Executives have said they plan to keep some warehouse and administration operations in town, but all of the brand's furniture will be made overseas.
"It's like the town's standing on one leg already and someone just kicked it in the knee," said Jeff Jones, a Pulaski native and president of the Greater Pulaski Alliance.
But the announcement had long been expected.
"I don't think it was a big surprise," Miller said. "You look at Martinsville and the other communities in this general area that had the significant furniture operations, and you've got the same thing."
Looking to the future
Like many of those communities, Pulaski is now tasked with finding a replacement industry. It won't be easy.
While two years ago Pulaski was able to land a $115 million, 230-job James Hardie Building Products facility, the town's identity remains tightly tied to furniture.
"Furniture is such a part of our psyche," White said. "And unlike in Galax and Martinsville, here you have Pulaski Furniture, so it's eponymous -- it takes its name from us ... and that sort of doubly underscores the town's longtime connection to consumer manufacturing."

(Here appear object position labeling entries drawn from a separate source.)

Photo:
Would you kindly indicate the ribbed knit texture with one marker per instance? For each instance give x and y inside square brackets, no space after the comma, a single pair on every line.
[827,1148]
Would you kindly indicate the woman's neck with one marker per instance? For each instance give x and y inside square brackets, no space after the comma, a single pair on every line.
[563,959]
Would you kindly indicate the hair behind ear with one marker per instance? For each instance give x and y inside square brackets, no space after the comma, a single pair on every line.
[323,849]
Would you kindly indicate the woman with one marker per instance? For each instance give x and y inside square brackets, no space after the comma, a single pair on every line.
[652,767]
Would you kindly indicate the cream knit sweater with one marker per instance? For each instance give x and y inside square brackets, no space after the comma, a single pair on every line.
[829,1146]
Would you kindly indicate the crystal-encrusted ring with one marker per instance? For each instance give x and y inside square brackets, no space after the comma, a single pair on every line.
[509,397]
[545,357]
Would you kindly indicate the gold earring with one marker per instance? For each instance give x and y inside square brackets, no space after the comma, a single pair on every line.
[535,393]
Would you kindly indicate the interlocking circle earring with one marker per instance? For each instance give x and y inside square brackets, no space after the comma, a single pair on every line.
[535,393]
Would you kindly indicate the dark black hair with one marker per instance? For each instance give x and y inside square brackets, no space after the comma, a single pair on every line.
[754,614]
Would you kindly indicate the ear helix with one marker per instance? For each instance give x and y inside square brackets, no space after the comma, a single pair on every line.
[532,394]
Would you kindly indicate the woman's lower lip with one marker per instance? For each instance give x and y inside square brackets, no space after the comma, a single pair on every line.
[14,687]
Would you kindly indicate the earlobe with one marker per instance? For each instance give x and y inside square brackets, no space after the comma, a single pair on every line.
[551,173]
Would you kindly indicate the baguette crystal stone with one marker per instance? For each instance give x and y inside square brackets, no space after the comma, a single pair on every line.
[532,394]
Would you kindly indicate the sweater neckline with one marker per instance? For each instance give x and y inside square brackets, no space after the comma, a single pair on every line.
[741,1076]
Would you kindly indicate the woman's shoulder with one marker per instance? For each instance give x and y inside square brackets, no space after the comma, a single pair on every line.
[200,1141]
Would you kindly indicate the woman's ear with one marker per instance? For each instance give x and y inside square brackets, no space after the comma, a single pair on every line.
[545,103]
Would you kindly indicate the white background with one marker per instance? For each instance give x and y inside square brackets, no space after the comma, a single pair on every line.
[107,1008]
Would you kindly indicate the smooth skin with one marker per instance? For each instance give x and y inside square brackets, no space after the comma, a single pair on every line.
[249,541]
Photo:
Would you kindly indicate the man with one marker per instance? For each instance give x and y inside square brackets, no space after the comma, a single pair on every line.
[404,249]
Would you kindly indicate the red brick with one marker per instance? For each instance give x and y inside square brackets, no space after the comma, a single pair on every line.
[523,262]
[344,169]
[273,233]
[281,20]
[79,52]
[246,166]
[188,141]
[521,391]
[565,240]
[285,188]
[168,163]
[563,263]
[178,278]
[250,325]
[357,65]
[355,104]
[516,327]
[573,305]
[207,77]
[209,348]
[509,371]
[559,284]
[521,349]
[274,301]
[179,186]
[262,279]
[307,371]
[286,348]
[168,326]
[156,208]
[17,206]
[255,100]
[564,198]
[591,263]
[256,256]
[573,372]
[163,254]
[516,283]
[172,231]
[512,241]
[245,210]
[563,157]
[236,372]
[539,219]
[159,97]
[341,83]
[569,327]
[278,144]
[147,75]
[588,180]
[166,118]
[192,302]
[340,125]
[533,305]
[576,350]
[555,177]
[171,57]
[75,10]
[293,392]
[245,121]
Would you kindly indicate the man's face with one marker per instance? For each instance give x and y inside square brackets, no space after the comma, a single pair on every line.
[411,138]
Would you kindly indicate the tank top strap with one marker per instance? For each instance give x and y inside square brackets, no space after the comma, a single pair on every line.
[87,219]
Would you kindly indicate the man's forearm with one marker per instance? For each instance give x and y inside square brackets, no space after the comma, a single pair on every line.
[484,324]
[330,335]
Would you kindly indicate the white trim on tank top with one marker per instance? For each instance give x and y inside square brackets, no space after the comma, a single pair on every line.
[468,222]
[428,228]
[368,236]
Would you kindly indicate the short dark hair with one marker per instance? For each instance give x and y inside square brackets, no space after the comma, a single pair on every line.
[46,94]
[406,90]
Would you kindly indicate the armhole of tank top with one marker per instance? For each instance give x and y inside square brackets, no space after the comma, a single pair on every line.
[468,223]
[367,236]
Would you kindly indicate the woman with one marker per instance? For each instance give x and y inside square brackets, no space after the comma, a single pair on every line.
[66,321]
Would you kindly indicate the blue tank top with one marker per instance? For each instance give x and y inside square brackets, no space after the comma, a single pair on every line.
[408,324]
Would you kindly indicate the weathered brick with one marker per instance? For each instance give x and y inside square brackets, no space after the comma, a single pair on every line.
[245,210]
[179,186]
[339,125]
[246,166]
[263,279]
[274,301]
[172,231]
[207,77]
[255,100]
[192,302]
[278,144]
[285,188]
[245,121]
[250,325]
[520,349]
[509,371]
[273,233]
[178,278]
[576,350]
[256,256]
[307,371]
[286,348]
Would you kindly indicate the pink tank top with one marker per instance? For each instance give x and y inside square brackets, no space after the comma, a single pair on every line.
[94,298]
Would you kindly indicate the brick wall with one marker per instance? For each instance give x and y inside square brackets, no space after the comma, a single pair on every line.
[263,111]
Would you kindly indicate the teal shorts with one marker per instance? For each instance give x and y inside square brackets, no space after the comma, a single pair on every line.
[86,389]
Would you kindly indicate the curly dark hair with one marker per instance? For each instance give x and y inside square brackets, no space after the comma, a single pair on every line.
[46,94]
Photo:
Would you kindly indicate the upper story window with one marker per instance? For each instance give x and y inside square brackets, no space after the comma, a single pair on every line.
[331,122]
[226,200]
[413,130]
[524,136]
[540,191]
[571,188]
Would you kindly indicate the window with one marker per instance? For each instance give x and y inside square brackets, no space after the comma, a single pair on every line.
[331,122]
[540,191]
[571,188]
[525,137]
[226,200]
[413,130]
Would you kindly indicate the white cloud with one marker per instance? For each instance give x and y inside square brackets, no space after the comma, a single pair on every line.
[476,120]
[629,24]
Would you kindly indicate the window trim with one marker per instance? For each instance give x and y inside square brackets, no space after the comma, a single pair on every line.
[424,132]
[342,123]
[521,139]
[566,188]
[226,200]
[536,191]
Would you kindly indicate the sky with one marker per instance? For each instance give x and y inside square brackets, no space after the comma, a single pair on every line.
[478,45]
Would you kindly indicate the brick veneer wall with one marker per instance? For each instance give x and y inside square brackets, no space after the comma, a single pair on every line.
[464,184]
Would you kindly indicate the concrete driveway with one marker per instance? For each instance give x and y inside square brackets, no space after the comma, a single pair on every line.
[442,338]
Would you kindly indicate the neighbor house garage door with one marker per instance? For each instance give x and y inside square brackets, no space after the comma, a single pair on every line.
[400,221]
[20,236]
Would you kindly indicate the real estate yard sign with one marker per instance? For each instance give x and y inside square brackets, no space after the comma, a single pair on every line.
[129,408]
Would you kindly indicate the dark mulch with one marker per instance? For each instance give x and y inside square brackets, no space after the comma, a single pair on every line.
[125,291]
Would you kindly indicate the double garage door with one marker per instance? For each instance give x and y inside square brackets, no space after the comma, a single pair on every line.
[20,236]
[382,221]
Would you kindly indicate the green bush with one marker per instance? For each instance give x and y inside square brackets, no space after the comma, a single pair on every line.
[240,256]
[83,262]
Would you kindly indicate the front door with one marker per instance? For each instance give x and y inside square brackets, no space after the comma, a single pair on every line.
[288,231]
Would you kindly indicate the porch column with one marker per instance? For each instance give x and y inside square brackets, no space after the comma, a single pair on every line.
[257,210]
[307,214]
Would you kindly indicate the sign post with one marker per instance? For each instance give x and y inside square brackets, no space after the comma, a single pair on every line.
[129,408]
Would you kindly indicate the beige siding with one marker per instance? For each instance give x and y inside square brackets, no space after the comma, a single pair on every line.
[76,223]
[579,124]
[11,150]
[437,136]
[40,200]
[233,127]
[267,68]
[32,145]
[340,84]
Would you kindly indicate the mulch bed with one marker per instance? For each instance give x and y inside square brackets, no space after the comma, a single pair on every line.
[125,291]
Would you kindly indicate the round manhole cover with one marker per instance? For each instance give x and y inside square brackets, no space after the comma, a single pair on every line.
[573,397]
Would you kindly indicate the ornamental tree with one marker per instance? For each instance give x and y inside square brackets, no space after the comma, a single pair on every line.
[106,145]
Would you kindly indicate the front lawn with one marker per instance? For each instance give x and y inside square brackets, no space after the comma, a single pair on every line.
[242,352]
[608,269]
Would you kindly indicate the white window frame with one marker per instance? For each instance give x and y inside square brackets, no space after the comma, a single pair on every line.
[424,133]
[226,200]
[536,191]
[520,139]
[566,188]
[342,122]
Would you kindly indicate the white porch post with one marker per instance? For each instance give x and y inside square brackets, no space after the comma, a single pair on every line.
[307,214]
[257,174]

In looking for more stable and higher-paying employers, town leaders have a few targets in mind, including distribution and data and office operations.
"We're going to have to get beyond thinking that manufacturing is the sole service here," White said. "We need to be innovative and creative and we need to use our minds and take advantage of the technology that's out there."
To do that, White said he hopes to work more cooperatively with the county and the region to market Pulaski's assets -- and find new occupants for the massive site once home to Pulaski Furniture.
"We don't want it to become a static brownfield that becomes a sort of visible symbol of our industrial past [and] that is a reminder of the death of what was such a vital time in the community," White said. "I think its transformation is an important symbol of hope for us."